Claude Sonnet 3.5 Extended Output: from 4096 to 8192 tokens
In the Claude API, Claude Sonnet 3.5’s maximum output token limit has doubled from 4096 to 8192. For long-form summarization, code generation, or tasks that require “providing all steps in full,” Claude is less likely to get cut off halfway through.
Enabling it is straightforward: add the request header anthropic-beta with the value max-tokens-3-5-sonnet-2024-07-15. Then set max_tokens the way you normally would, and Claude will operate under the new limit policy.
Workbench Prompt Generator: Describe the task first, then let Claude write the prompt
The new prompt generator in the Claude Console Workbench follows the idea of “you state the requirements, Claude helps you write a reusable prompt.” For example, if you simply describe “categorize and handle incoming customer support requests,” Claude will generate a more complete instruction template, often adding an output format and boundary conditions.
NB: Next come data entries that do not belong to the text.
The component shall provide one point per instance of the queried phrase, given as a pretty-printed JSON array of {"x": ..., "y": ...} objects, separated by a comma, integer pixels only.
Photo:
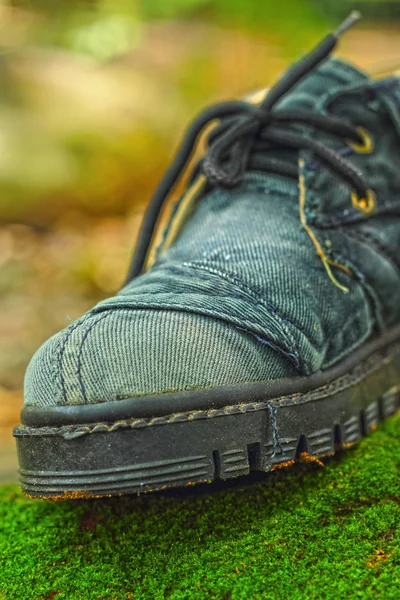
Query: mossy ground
[{"x": 305, "y": 532}]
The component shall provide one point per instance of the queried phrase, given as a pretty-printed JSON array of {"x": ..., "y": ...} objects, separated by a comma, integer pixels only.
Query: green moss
[{"x": 305, "y": 532}]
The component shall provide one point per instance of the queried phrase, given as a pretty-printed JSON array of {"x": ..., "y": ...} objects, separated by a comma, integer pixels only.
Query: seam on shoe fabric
[
  {"x": 80, "y": 351},
  {"x": 63, "y": 346},
  {"x": 125, "y": 302},
  {"x": 266, "y": 303}
]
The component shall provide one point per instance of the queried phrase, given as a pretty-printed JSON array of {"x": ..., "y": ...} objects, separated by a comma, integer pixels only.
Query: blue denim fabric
[{"x": 243, "y": 295}]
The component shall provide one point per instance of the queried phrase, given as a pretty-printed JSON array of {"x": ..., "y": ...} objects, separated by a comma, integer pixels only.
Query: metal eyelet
[
  {"x": 367, "y": 144},
  {"x": 366, "y": 205}
]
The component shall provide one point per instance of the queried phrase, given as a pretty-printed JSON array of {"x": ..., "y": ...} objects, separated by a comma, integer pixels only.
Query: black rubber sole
[{"x": 253, "y": 432}]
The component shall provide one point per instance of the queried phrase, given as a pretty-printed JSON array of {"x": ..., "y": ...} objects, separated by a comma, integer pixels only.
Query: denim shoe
[{"x": 266, "y": 322}]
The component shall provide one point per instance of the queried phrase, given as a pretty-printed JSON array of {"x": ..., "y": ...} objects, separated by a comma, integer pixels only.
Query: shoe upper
[{"x": 276, "y": 277}]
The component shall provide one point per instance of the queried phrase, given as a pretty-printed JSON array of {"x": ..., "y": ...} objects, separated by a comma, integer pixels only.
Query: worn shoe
[{"x": 265, "y": 325}]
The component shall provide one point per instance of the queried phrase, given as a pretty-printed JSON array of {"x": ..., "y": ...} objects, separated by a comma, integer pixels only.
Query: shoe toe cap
[{"x": 118, "y": 353}]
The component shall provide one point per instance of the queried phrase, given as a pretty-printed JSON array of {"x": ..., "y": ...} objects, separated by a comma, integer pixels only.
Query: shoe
[{"x": 266, "y": 323}]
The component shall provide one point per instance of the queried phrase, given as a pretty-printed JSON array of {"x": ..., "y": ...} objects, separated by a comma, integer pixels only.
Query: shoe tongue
[{"x": 329, "y": 77}]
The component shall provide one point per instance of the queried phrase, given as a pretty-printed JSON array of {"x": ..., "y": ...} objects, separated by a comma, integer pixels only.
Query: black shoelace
[{"x": 244, "y": 138}]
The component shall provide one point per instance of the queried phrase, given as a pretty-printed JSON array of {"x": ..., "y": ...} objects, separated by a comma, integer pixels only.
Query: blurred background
[{"x": 94, "y": 96}]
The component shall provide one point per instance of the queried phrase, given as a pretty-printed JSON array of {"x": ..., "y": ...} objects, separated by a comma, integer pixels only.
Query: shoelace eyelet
[
  {"x": 366, "y": 205},
  {"x": 367, "y": 144}
]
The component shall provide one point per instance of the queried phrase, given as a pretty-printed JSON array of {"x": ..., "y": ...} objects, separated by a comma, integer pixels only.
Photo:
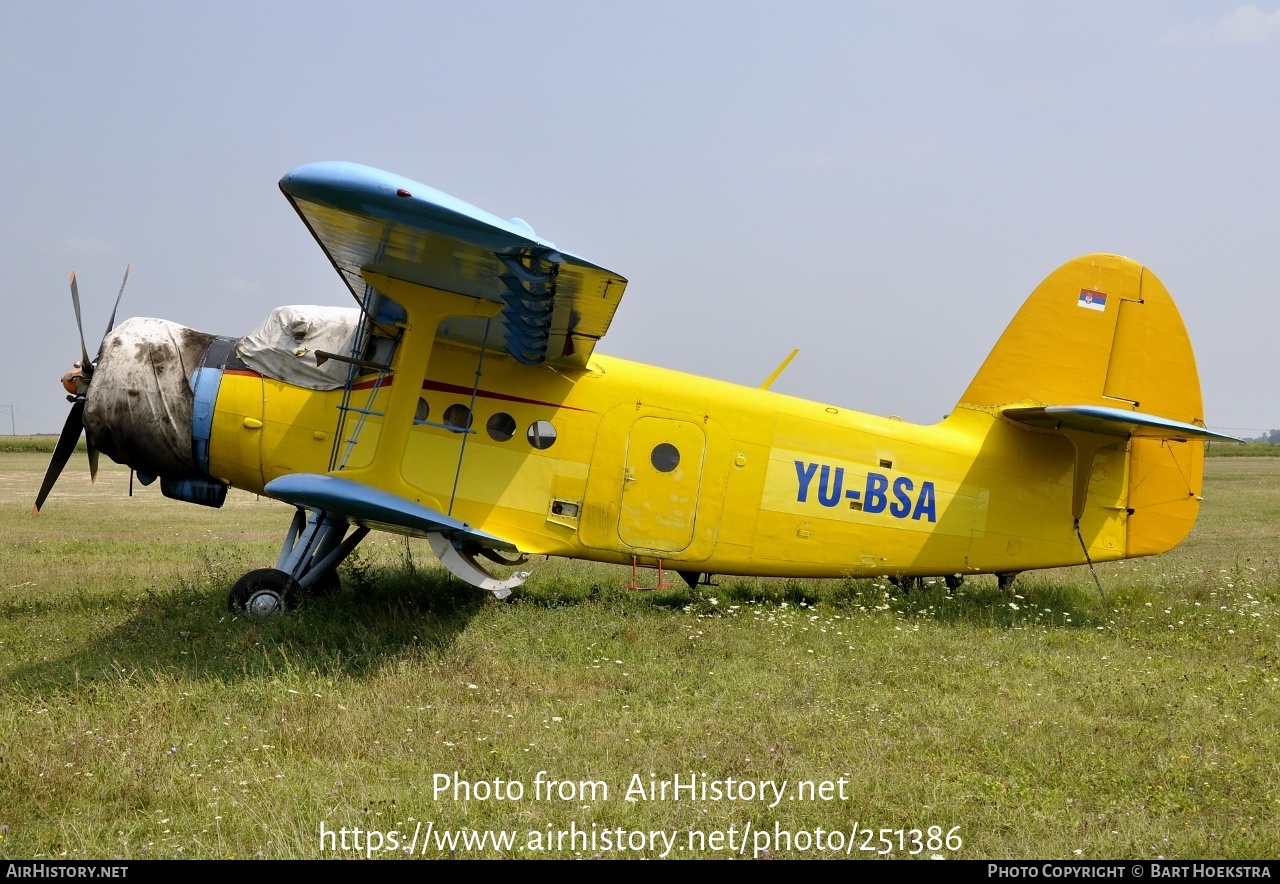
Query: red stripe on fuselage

This feature is suited to two types of people: teams that often need to hand off reusable requirements to colleagues, and developers building automation flows who feel their prompts are unstable. Use Claude’s generated version as a draft, then fine-tune it to your business fields—it saves more time than writing from scratch.
Evaluation Mode: Compare multiple prompts side by side and score Claude’s outputs
Evaluation mode in the Workbench lets you display the outputs of two or more prompts side by side and rate Claude’s results on a 5-point scale. It addresses a very practical pain point: for the same task, whether changing a single sentence actually improves things used to be judged only by “feel.”